A quem interessa aparta-la? Do nosso lado, aos nacionalistas exaltados, que desejam afrontar o antigo colonizador, ao mesmo tempo em que cortejam os antigos descendentes de índios e criam um senso de solidariedade com o resto do Terceiro Mundo. Na extremidade oposta, os membros ricos do Mundo Ocidental desejam apartar-nos porque, do contrário, teriam que admitir que o Mundo Ocidental contém países pobres. Uma vez que na conceituação destes, o Ocidente foi reduzido ao paradigma Capitalista-Rico-Democrático, então por definição não existem pobres no ocidente. Vê-se que tanto de um lado quanto do outro a exclusão da América Latina do Ocidente esconde sentimentos mutuamente hostis, senão de baixa paixão, por detrás do arrazoado tecnicista. Nós nos excluímos porque desejamos renegar nossos colonizadores; eles nos excluem porque lhes é vergonhoso compartilhar seus contexto civilizacional com pobres. Uma abordagem desapaixonada, a meu ver, não pode concluir outra coisa senão que a América Latina é um ocidente pobre, e que a civilização ocidental, como toda civilização, também contém partes pobres. De resto, mesmo os membros do Mundo Ocidental tidos atualmente como efetivos não foram sempre ricos, nem foram sempre democráticos. E não custa lembrar que o comunismo, tanto quanto o capitalismo, surgiu no cerne mesmo do Mundo Ocidental antes de espalhar-se pela periferia.
Acredito que devemos, sim, afirmar nossa condição de membros do Mundo Ocidental, ao invés de relativizar a questão.

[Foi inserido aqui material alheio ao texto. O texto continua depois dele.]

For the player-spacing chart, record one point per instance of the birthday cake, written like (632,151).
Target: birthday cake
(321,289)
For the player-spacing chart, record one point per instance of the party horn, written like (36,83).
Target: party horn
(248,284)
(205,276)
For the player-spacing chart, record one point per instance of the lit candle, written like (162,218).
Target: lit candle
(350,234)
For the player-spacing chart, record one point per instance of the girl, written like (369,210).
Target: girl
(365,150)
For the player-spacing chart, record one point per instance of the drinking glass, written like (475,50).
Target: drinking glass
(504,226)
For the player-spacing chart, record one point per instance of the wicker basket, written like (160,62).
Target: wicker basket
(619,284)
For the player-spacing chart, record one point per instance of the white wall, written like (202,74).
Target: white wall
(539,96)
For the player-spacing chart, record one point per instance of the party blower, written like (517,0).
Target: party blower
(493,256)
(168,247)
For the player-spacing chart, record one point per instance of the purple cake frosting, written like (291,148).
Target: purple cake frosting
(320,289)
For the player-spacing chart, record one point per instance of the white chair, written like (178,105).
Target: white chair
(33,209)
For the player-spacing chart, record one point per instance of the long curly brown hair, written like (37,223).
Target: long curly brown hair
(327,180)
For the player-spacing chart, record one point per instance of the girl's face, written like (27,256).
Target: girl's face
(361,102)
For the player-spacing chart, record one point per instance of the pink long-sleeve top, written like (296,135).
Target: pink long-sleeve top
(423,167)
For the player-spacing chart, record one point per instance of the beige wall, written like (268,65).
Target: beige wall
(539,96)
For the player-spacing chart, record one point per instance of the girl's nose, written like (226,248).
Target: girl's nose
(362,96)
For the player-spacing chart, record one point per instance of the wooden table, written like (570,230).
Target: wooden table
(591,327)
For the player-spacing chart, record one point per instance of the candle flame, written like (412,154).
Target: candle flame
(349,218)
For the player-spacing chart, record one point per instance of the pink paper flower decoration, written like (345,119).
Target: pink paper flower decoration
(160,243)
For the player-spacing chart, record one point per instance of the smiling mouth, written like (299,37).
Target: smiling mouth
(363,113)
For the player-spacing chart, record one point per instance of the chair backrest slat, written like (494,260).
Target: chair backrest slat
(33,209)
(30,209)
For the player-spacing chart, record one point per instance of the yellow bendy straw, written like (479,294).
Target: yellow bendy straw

Somos um ocidente pobre, mas tão produto da colonização européia quanto EUA ou Austrália. Abrir mão desse vínculo só tem o efeito de nos deixar à deriva, privados de referenciais, tentando construir do zero uma hipotética civilização latino-americano. O próprio nome é autocontraditório, pois afinal, de que outro lugar veio o latino, senão da Europa? Que eu saiba, o Latium era a região da Itália central onde surgiu Roma. Trata-se de outra mistificação que bem devíamos combater: assim como o conceito de Mundo Ocidental tem sido transmutado em Primeiro Mundo, o conceito de latino tem sido transmutado em não-europeu (ou não-branco), ou seja, o que é originado da América do Sul ou Central. É um erro enorme. Nossa latinidade é o vínculo que nos une ao cerne mesmo da civilização ocidental, que conforme se sabe, é formada pela conjunção da herança greco-romana (ou latina) com a tradição judaico-cristã.